Farr Festival 2014 – A Wasteman Reflection

Art & Culture

As I get older, I am pretending to learn about loads of shit in life like not spending all my money on strawberry fizzy laces, and that people don’t give a fuck about listening to the ‘crazy dream I just had’. One thing I haven’t just pretended to learn though, is that the fucking annoying cliche ‘less is more’, is actually true. The more and more I spend my summers losing my phone and waking up with mysterious £20 notes in my socks the more I realise that this is most applicable to festivals. Nearly all festivals; especially those in the UK, are often a yearly exercise in money grabbing expansion. Many have quickly cottoned on to the power of their cult following and ruthlessly extrapolated their best qualities until they become bloated monoliths that leave your mind with ennui, your feet with blisters and your tent with some guy called Rob outside it trying to find his mate Chaz. Fuck you Rob and Chaz, I didn’t pay £200 quid for you to be melting in my earlobes.

Farr festival has decided to buck this trend, keeping its size at an intimate constant and with its focus kept firmly on the basic details that make up a great festival: the music, the atmosphere, the decent food and the reasonably priced drink.

Upon arriving at the site the first thing that struck me was the size. The whole area comprises of a fairly large hillside main area with a few cheeky woodland stages just out of view at the top, then a medium sized field to camp in at the bottom. All in all you could walk from top to bottom in about 30 minutes; if that, but the compact sizing keeps the action all in one place, and is better off for it.

Another thing you instantly notice is the clientle of Farr.

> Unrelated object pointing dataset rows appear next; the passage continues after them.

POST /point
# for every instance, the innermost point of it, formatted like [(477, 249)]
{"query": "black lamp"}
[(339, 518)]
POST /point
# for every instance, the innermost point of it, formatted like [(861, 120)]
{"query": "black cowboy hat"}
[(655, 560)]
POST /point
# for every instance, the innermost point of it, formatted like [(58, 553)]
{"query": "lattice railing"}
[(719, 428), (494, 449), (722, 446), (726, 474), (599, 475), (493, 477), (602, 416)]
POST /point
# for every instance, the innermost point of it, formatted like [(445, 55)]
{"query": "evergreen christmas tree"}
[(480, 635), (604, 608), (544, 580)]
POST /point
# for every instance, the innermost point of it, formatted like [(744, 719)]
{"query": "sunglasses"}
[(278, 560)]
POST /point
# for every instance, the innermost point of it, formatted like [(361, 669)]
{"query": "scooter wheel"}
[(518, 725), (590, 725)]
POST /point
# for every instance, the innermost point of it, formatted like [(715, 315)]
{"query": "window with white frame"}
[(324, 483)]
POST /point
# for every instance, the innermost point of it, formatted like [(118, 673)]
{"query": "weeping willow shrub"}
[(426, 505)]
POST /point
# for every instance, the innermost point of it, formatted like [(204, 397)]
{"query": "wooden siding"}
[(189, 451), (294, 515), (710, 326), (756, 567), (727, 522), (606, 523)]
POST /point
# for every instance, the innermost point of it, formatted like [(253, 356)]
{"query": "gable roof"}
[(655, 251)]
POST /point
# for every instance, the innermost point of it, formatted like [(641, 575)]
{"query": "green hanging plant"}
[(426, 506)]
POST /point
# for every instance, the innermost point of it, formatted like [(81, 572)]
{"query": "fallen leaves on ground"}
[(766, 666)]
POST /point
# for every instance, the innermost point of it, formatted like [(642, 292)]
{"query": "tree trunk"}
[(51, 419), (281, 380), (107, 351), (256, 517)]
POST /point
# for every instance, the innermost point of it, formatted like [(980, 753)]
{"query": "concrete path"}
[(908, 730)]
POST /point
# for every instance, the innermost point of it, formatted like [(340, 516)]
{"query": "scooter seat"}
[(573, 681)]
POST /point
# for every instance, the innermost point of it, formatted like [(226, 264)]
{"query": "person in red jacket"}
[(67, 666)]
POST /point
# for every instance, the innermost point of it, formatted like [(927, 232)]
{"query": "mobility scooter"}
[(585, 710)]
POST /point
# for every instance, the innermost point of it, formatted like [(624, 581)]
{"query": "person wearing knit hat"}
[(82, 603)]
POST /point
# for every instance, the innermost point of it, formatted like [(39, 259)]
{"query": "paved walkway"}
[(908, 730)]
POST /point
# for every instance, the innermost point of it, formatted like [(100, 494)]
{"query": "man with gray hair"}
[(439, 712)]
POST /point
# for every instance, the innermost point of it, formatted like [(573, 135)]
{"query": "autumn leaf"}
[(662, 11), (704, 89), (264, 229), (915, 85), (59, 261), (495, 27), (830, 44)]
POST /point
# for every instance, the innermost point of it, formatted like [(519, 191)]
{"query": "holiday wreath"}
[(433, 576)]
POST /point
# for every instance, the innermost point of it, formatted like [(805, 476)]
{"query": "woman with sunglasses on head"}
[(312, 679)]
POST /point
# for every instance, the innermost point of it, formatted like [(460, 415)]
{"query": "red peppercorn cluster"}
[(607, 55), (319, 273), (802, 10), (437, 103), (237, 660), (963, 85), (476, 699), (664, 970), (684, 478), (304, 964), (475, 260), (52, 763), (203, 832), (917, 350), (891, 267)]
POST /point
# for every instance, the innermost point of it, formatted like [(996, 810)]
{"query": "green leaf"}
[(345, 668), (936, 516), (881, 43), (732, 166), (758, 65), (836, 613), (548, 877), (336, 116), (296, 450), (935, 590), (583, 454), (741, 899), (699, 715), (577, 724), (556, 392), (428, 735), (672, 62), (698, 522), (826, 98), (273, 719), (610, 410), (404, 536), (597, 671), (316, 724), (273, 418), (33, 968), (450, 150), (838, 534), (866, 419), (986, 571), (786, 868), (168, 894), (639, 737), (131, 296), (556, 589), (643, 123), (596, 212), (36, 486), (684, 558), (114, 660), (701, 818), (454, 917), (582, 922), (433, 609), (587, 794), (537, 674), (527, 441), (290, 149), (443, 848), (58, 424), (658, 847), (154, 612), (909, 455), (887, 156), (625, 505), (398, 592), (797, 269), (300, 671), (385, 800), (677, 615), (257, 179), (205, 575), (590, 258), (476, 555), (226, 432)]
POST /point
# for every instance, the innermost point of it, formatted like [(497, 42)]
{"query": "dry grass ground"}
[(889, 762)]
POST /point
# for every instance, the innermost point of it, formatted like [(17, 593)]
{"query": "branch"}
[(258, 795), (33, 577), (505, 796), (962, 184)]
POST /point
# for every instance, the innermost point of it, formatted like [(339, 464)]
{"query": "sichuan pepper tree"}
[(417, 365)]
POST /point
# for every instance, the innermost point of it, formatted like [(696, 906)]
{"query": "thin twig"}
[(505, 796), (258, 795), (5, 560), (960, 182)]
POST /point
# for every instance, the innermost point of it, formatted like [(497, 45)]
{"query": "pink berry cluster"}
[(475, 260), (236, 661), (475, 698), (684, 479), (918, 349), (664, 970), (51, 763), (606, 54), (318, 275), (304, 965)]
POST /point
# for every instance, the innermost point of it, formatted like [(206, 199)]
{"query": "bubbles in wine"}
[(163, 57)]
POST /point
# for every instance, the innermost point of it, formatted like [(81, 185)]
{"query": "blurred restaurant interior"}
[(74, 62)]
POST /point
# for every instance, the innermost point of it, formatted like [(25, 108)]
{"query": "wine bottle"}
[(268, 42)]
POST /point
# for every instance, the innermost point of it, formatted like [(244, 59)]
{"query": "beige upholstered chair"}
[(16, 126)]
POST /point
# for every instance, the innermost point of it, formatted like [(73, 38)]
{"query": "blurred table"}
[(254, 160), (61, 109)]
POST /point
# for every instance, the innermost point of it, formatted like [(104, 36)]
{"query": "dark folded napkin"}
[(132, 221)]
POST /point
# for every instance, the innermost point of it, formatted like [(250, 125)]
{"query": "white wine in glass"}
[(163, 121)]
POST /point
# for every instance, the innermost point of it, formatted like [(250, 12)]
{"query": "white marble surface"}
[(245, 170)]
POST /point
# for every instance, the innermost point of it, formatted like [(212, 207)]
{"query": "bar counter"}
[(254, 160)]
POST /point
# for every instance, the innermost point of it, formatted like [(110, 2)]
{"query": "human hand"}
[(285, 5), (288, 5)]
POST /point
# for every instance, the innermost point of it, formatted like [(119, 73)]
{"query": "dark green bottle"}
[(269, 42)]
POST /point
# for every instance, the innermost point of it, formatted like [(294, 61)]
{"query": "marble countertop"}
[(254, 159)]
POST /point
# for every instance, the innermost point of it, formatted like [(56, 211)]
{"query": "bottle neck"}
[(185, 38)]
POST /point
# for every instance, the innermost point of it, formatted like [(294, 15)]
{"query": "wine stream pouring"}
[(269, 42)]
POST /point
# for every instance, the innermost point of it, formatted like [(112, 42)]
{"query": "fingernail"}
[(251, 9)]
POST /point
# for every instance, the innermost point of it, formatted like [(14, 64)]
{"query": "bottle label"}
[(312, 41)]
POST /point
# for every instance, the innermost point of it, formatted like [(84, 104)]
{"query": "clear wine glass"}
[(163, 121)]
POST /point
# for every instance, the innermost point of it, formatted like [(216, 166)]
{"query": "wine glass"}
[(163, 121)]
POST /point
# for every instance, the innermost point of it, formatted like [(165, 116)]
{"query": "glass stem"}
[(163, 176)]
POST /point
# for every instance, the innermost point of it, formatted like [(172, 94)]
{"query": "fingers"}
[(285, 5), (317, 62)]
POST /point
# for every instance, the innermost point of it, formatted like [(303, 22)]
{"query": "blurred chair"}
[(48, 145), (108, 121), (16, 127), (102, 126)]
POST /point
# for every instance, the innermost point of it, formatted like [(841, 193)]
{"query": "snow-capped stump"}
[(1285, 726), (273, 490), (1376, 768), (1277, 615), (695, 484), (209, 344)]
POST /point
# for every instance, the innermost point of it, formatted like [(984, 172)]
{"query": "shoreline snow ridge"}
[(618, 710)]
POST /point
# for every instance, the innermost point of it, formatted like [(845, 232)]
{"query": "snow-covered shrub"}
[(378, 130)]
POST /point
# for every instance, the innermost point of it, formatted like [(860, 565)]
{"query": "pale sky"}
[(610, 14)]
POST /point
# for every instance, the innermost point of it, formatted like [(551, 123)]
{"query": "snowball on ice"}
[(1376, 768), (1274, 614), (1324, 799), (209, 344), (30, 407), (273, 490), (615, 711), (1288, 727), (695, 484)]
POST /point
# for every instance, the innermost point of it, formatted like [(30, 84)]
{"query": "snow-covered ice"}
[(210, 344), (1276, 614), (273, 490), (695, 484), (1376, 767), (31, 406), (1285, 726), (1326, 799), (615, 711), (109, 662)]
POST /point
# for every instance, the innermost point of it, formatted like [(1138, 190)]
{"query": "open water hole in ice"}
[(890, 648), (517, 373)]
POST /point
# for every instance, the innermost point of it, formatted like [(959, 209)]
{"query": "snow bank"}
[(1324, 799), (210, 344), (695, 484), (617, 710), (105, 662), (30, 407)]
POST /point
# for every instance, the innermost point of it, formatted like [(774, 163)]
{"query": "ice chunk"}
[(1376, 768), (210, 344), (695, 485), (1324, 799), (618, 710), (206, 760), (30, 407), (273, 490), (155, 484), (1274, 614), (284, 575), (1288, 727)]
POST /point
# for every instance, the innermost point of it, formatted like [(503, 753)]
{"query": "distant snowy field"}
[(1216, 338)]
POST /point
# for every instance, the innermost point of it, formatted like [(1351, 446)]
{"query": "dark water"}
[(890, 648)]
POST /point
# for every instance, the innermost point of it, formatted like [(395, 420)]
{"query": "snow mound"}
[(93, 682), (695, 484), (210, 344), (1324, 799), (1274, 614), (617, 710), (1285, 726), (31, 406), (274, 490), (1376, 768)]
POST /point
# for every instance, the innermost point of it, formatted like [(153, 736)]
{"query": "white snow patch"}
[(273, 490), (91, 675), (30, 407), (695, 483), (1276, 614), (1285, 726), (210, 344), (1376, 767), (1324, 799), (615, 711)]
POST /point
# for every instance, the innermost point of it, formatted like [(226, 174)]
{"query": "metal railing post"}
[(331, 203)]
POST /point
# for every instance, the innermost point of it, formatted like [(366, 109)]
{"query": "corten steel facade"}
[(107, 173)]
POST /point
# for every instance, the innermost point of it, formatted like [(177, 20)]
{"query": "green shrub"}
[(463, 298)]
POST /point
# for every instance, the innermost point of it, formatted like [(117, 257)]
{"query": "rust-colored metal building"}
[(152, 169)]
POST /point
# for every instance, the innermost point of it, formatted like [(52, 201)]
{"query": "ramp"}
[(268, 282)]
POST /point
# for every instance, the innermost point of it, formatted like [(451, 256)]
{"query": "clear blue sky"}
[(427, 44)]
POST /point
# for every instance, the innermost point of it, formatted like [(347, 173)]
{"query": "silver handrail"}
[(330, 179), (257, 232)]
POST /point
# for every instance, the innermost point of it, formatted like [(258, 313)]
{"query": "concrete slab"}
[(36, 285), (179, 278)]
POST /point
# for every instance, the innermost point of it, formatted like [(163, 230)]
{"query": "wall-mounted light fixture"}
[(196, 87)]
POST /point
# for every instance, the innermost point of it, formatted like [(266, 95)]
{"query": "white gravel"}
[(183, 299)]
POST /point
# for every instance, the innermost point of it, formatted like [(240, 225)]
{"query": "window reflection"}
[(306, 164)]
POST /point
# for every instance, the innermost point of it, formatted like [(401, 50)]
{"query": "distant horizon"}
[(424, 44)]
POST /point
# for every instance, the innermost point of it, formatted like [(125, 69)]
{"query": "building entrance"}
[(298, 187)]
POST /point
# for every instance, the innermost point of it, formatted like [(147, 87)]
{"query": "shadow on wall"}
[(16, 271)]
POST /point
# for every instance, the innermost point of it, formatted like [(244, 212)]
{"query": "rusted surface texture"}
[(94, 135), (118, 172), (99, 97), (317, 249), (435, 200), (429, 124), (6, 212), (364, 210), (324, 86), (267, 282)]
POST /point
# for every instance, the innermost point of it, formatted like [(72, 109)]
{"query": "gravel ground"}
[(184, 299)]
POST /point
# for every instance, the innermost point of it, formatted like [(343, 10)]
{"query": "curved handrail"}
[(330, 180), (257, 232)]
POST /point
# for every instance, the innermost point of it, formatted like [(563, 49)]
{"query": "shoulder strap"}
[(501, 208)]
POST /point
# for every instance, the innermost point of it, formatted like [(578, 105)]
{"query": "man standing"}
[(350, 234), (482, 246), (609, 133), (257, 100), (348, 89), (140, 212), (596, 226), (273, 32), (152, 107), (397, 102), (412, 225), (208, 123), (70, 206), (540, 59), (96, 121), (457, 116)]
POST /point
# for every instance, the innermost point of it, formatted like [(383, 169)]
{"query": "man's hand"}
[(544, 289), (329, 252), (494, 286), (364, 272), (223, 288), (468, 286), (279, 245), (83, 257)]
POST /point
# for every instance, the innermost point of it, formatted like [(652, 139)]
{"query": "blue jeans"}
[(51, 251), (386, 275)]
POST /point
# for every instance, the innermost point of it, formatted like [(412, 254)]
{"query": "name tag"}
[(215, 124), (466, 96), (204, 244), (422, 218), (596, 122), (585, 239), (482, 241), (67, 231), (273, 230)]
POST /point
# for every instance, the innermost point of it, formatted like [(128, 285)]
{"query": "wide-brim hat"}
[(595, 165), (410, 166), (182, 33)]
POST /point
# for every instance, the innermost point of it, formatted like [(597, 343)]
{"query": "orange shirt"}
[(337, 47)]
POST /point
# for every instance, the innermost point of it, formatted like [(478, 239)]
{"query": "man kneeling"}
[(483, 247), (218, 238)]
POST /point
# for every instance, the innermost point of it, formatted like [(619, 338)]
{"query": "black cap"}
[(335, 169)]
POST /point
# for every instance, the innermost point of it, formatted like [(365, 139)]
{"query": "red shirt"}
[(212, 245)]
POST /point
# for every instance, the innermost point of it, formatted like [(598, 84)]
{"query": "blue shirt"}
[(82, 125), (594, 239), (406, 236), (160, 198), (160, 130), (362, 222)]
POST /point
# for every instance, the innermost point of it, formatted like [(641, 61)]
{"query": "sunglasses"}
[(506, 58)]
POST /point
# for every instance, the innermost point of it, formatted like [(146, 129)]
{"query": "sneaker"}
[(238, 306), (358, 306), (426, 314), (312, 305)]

They are an assorted and friendly collection of Abercrombie and Fitch wearing stalwarts and Dalston disciples, which was summed up none the more succinctly than the moment I stepped into the campsite and was greeted by laughing topless guys jovially throwing a rugby ball around next to a group of multi patterned, multi coloured hipster girls that had already forgotten how to use their legs. Basically it was just middle class people having a jolly like every other festival in the universe, but the strangers always remained friendly and the conversation flowed wherever you landed.

In terms of the music the festival really excelled. The whole festival is heavily dance based with a few live bands here and there, but everyone on the line up felt hand picked to suit a particular vibe throughout the festival. Instead of having overblown pop superstars predictably fill up their headline slots they chose to give well respected cult favourites a chance, and in every case the reward was barnstoming sets that kept the crowd buzzing all night.

Even on Friday night when Move D was harshly shut down at the Flying Circus stage (due to a threatening electrical storm that was surging overhead), the night was resumed with a bruisng set from Bicep that instantly made everything right again in the world.

During the electrical storm I even managed to fit in a good hour's worth of furious back and forth complimenting with a close friend as we felt the good vibes flow.

On the Main stage one of highlights was Mount Kimbie doing a live set.

They even kicked things off with my number one song to space out to, ‘Carbonated’:

After that they drifted through an ethereal live set of churning rythms and dreamy synths that left me dazed and confused in the best way possible.

Moving through the night the attention invariably turns to the woodland areas comprised of the Fox and Badger hole stages. The natural darkness of the woodland creates the perfect setting to feed your feral side, and my personal highlights of the weekend were The Ransom Note (obviously) hosting the Badger Hole on Saturday night, especially a particularly saucy set by Andrew Weatherall, who looked like he had just climbed out of his woodland shack to play a crisp set of bangers in the early hours of Sunday morning.

Although a small festival overall, there still remained little suprises throughout the weekend that popped up and caught you unawares. Tucked away in the corner of the field is the Love Lounge, which was one of the most genuinely crazy places I’ve ever seen. At one point the whole stage was filled with cross dressed men dancing to classic disco like there was no tomorrow. Which was lucky, because it was Saturday night and there literally was no tomorrow. Then having quite simple touches like the fairground swings and bumper cars added that element of playfulness and fun that reminded you of what the festival was all about. It never seemed to take itself too seriously and for that reason really felt like you could let loose.

As I said before, it kept to the basics of a festival, good music, good food (Byron Burger and Voodoo Rays were such delicious hangover cures) and cheap drink, in fact the price of alcohol even went DOWN from last year. If that doesn’t give you an indication of the good natured feeling pervading the festival then nothing can.

Overall the festival was an unexpected treat for me. I went there with little to no expectation and left as a confirmed follower of Farr. As I trudged out on the Sunday afternoon, sunburnt and blissed out I realised how much fun everything had been and how many memories were crammed into only 48 hours. The fact that it finishes on Sunday morning also means it keeps everything short and sweet, no grotty clinging on to the dying embers like at other festivals.

If you ever had reservations about going I’d say just take the leap, it won’t cost you the earth and if you’re anything like me, it will provide you with a comedown that requires at least 3 days off work. Which; let’s be honest, is pretty much the only way you can measure how fun you’ve been having these days.